A jury would be unable to evaluate Dr. Faulk's conduct without technical aid, and Widmeyer failed to introduce expert testimony that her injury is one that ordinarily occurs only in the absence of due care. Widmeyer has, accordingly, failed to establish the first prong of the doctrine of res ipsa loquitur, or to establish a genuine issue of material fact regarding its application here.

CONCLUSION

Widmeyer failed to prove Dr. Faulk's conduct fell below the applicable standard of care, and she failed to establish the existence of a genuine issue of material fact regarding his conduct. The trial court properly granted Dr. Faulk's motion for summary judgment and denied Widmeyer's motion.

Judgment affirmed.

NAJAM and STATON, JJ., concur.

NOTES

[1] Widmeyer's complaint also alleged that after lacerating her tongue, Dr. Faulk negligently treated the laceration which resulted in the growth of a tumor. During the summary judgment proceedings, however, Widmeyer failed to present evidence supporting this theory. To survive summary judgment as to this issue, Widmeyer relied entirely on the causation affidavit of Bruce Sterman, M.D., an ear, nose and throat doctor, in which Dr. Sterman stated that Widmeyer's enlarged mass "was a consequence of the trauma she received to the tongue from a dental drill...." Record at 101-02.

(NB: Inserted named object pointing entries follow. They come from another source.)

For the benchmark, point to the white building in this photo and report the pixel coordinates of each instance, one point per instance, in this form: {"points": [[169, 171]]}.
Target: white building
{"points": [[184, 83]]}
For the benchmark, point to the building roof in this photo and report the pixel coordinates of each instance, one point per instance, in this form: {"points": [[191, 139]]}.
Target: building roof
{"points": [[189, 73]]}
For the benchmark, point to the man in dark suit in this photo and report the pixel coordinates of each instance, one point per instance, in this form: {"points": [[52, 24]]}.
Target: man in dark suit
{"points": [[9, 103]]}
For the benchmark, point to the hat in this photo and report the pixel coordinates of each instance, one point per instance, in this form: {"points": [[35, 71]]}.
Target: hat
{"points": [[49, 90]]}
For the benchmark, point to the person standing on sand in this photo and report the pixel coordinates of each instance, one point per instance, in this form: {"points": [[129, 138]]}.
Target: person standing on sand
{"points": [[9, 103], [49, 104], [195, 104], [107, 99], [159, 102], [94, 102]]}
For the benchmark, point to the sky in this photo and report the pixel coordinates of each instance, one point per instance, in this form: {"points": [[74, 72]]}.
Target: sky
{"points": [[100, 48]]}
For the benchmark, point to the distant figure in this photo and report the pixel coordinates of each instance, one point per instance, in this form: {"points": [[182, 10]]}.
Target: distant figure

The trial court granted Dr. Faulk's motion for summary judgment on the issue of negligent treatment of the laceration, and Widmeyer has failed to present a cogent argument challenging the ruling in this appeal. Because failure to present a cogent argument results in waiver on appeal, Herron v. Herron (1983), Ind. App., 457 N.E.2d 564, 567 n. 3, the issue of whether Dr. Faulk negligently treated Widmeyer's laceration is not before this court.

[2] The record reveals a "dento-dissection" involves splitting the roots in a multi-rooted tooth so they may be removed separately when extracting the tooth.

[3] Although there is a genuine issue of fact whether Widmeyer moved her head and tongue thereby contributing to her injury, we do not address this issue in light of our resolution of the first element of res ipsa loquitur: whether the injury ordinarily does not occur in the absence of negligence.